A stuffed animal play and a fair sounded delightfully exciting, and
when Bobby mentioned his plans to a group of close friends at recess he
found them most responsive.

"There's nothing much to do 'round now," said Palmer Davis. "I'm dead
tired coasting every day. I'd like to help Mrs. Jordan."

Mrs. Jordan was an old woman who lived in a tumbled-down house. She
had a crippled son, and had supported herself, since the death of her
husband, by going out to work by the day. As she had always worked
faithfully and never complained, Oak Hill people really did not know
that this winter she had had a hard time to get enough to eat and coal
enough to burn. Her son was unable to earn anything, and Miss Mason,
for whom Mrs.
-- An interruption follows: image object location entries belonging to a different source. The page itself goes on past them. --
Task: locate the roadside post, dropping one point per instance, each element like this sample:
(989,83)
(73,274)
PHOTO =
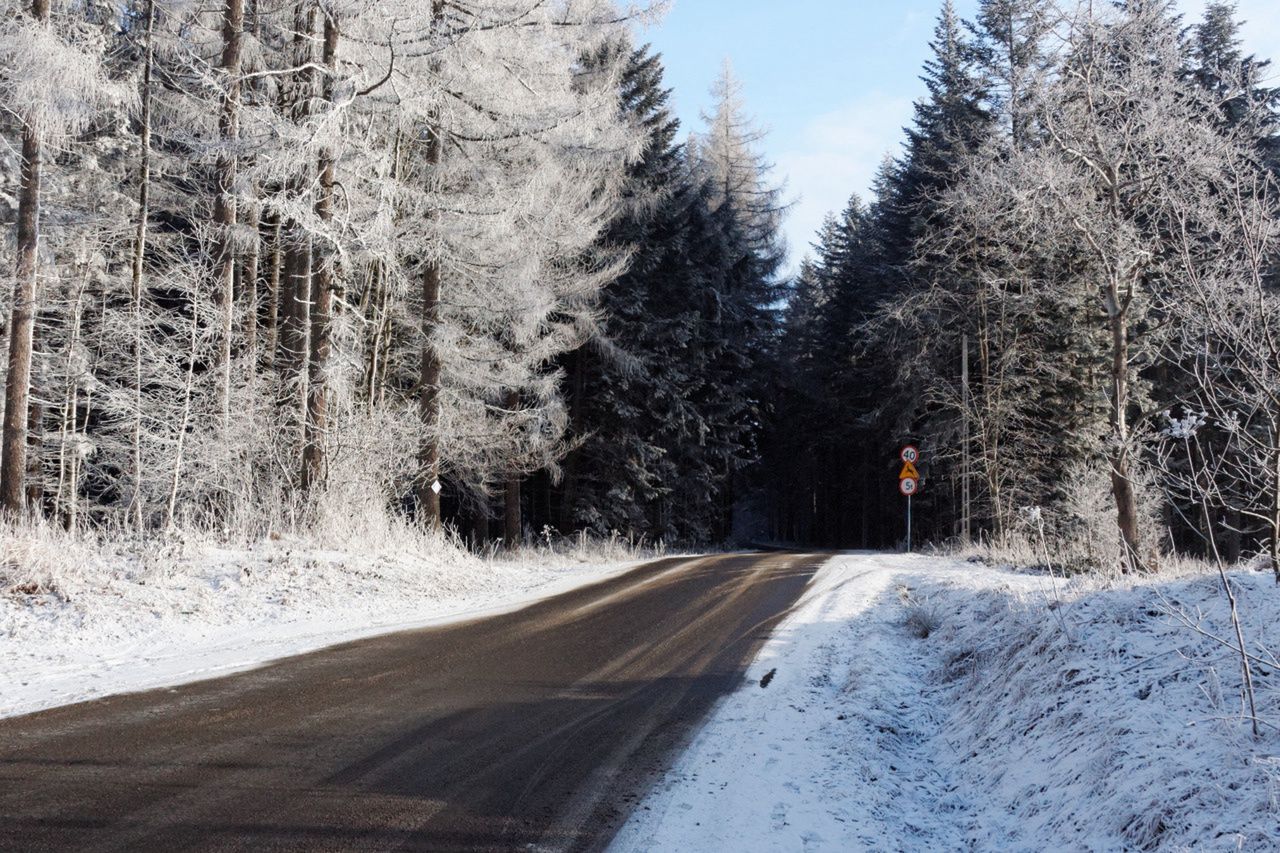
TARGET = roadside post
(909,483)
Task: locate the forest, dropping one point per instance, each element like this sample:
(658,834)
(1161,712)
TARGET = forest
(456,265)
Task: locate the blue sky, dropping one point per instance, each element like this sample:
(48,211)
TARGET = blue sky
(832,81)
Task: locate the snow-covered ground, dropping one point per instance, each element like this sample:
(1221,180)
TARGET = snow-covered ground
(922,703)
(90,619)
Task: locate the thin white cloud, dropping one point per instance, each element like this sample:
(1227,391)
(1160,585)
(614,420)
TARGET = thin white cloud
(1261,32)
(835,155)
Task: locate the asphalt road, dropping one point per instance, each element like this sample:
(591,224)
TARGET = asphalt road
(535,730)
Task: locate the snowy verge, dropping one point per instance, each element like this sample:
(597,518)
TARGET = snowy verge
(928,703)
(120,617)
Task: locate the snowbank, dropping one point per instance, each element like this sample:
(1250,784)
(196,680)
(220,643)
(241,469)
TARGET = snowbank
(82,619)
(924,703)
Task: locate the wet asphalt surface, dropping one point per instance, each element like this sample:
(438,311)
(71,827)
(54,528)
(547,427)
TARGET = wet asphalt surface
(535,730)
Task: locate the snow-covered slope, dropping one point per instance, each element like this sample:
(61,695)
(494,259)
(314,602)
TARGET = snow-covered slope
(105,617)
(1033,715)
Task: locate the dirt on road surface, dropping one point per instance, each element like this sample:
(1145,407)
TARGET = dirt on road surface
(531,730)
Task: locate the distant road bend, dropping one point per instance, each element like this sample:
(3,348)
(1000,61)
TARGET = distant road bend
(531,730)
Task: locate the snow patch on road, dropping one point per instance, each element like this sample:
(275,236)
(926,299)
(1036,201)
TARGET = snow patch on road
(124,619)
(928,703)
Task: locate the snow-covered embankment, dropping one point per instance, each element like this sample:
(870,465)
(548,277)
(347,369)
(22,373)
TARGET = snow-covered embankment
(926,703)
(91,619)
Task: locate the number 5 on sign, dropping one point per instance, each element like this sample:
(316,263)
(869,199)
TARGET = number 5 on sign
(909,483)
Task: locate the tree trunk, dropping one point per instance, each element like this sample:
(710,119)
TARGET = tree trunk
(321,299)
(480,525)
(296,287)
(272,341)
(512,532)
(22,324)
(224,201)
(1274,546)
(140,249)
(429,392)
(1121,480)
(429,378)
(568,492)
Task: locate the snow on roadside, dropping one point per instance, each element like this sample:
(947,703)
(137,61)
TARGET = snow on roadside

Jordan washed, had thought that it would be a kindness to
put him in a home where he would be well taken care of at no expense to
his mother.

"I'll not hear of it!" declared Mrs. Jordan angrily, when the teacher
mentioned this plan to her. "He's going to live at home with me as
long as I have a roof to cover us."

Miss Mason, who, like many kind-hearted people, did not like her well
meant offers to be refused, had told Mrs. Jordan plainly that she was
ungrateful, and that she need not bother to come for the wash any more.
So the poor old woman, who counted on this dollar and a half weekly,
was deprived of that money. In Oak Hill so many housewives did their
own work that there was not a great deal of extra work to be had.